Демоны, одетые в людей
Шрифт:
Гронский рассмеялся с новой силой.
— Что я такого сказала, Ян? — возмутилась я, наблюдая за истерикой спутника.
— Представь, что ты играешь за футбольную команду… — деловито начал тот, активно жестикулируя рукой. — В какой-то момент, к тебе подходит игрок из противоположной команды и говорит, что один из ваших футболистов принимает допинг. Что ты ему скажешь, принцесса? — Гронский украдкой зыркнул на меня. — Правильно, ты скажешь ему: «Какого черта я должна тебе верить, ублюдок?», а он ответит: «Я просто знаю, вот и все!». Что ты сделаешь в данной ситуации, meine Seele?
— Пошлю его
— В аккурат, принцесса! — воскликнул демон. — Нам нужны доказательства! И для этого ты достанешь мне генетический материал Иоанна, воеже я нашел те самые, прошу прощения за тавтологию, доказательства. Лучшей поддержкой для данного доказательства станет исторический документ, в котором, скорее всего, все будет прописано. Только в таком случае нам есть, что доказывать и никак иначе!

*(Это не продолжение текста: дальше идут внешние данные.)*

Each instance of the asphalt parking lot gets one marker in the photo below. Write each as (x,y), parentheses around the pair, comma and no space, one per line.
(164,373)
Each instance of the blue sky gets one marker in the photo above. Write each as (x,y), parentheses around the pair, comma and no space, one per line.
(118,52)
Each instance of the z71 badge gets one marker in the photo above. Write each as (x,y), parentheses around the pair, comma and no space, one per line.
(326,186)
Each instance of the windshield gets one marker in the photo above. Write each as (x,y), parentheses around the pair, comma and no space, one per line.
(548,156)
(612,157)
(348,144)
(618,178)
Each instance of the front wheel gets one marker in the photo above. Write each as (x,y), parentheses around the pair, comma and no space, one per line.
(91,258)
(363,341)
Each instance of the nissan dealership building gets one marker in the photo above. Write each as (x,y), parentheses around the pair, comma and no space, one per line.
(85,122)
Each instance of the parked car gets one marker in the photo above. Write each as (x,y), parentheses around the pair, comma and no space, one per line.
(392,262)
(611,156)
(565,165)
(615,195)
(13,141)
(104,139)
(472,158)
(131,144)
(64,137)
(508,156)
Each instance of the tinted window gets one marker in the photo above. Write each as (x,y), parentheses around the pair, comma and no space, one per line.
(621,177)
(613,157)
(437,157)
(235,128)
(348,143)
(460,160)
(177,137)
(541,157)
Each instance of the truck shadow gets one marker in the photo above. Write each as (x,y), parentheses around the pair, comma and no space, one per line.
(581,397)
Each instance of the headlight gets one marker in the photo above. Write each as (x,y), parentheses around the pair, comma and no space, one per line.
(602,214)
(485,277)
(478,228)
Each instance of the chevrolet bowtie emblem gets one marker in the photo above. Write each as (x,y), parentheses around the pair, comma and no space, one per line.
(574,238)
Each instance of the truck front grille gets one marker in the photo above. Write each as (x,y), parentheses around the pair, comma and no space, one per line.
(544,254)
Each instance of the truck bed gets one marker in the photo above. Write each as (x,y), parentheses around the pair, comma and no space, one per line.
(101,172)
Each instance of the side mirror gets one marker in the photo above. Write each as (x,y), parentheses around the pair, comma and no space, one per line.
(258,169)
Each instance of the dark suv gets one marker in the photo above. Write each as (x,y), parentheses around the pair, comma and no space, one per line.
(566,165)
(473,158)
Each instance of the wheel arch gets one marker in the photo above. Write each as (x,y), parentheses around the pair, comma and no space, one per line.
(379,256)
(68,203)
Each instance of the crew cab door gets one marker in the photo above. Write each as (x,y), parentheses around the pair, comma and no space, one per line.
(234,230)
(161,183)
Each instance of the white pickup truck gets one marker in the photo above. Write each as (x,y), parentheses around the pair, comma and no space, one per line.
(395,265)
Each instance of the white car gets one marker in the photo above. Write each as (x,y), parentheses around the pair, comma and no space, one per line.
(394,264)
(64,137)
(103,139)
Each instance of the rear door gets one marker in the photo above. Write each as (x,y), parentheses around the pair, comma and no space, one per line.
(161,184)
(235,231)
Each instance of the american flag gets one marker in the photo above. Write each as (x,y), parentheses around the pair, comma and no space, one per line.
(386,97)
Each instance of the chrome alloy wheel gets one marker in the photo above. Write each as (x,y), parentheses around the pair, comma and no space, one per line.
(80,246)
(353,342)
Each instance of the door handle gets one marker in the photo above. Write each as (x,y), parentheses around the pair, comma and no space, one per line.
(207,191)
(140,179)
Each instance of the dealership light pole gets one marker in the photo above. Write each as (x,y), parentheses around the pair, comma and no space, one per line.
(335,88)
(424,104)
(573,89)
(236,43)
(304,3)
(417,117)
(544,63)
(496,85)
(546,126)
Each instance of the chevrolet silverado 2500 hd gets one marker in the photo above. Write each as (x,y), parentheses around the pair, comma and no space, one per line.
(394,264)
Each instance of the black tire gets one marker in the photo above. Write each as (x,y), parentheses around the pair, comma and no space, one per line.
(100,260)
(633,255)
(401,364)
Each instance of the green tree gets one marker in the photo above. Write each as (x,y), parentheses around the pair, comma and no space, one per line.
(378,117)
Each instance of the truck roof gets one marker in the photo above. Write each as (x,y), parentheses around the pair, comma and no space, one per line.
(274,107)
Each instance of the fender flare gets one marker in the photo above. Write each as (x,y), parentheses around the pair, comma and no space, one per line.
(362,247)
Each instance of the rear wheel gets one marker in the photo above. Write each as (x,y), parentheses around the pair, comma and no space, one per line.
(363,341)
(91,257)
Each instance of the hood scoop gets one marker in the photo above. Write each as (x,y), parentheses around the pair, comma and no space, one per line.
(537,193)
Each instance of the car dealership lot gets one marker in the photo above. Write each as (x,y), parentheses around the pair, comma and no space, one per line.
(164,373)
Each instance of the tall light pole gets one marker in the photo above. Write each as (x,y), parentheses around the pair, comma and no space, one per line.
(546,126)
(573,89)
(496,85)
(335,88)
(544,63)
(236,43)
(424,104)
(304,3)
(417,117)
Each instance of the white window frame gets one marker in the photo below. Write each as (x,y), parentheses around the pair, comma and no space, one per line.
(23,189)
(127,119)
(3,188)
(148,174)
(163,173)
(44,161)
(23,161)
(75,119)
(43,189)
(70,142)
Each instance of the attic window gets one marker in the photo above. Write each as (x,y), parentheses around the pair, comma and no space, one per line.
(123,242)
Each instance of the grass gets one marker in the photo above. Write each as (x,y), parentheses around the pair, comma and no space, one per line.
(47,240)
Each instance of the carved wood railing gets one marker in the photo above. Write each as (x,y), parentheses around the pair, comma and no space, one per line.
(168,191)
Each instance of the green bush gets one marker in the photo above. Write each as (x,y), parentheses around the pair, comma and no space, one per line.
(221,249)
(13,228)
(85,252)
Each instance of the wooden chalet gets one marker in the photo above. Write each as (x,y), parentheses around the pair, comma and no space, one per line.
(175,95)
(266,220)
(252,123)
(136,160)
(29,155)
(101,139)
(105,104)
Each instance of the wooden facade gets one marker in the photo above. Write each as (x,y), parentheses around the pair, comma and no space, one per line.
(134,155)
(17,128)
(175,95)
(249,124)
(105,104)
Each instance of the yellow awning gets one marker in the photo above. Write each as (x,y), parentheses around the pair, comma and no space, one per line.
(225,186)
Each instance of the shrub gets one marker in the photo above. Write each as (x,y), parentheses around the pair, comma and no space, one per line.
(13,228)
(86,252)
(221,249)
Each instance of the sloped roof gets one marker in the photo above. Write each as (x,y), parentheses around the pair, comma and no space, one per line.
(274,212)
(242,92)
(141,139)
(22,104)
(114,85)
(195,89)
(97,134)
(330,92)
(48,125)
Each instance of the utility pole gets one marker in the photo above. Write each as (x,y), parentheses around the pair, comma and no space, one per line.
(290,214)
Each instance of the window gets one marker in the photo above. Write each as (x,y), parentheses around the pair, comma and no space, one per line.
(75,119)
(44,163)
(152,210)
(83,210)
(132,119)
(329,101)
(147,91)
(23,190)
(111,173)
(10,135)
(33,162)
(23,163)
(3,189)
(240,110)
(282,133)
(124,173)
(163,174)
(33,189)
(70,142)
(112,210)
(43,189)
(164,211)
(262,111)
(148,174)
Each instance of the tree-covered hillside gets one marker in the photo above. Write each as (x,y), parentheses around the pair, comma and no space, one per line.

— А есть ли вообще то, что можно доказать? — я взглянула в окно.
— Вот мы и узнаем!
— Вдруг все это напрасно, и мы сами все себе напридумывали? — расстроенно спросила я. — Я, конечно, понимаю, что есть вещи, которые никак оправдать нельзя, которые попросту не поддаются объяснениям, но все же… Что, если все гораздо проще? Нет, даже не так, что, если ничего нет?
— Коли, ничего не будет, то мы окажемся идиотами, что зря потратили время и ресурсы на фантомные подозрения! — усмехнулся Гронский. — В конкретно этом случае, я уверен, что тут замешана грязь, от чего возможность стать идиотами сходит на нет!
— Я понимаю, просто… Просто, мне сложно в это все поверить. Да, ты привел достаточно фактов, обосновывающих ваше подозрения, но какая-то часть меня продолжает верить. Верить в то, что со мной так не могли поступить, что Иоанн хороший и прочее…
— Это более чем обоснованно, моя принцесса… — повернулся демон. — Ты потеряла семью и друзей, а Иоанн стал единственным лучиком света в твоем промозглом существовании. После твоего вступления в шабаш, он остался тем исключительным человеком, с которым ты могла почувствовать себя такой, какой была до нашего мира. Он сыграл важную роль в твоей жизни и тебе трудно осознать его реалистичную натуру. Это абсолютно нормально и жутко тяжело, но стоит понять, что такое непростительно. Иоанн воспользовался тобой в своих целях, целенаправленно влюбился, чтобы полюбила ты!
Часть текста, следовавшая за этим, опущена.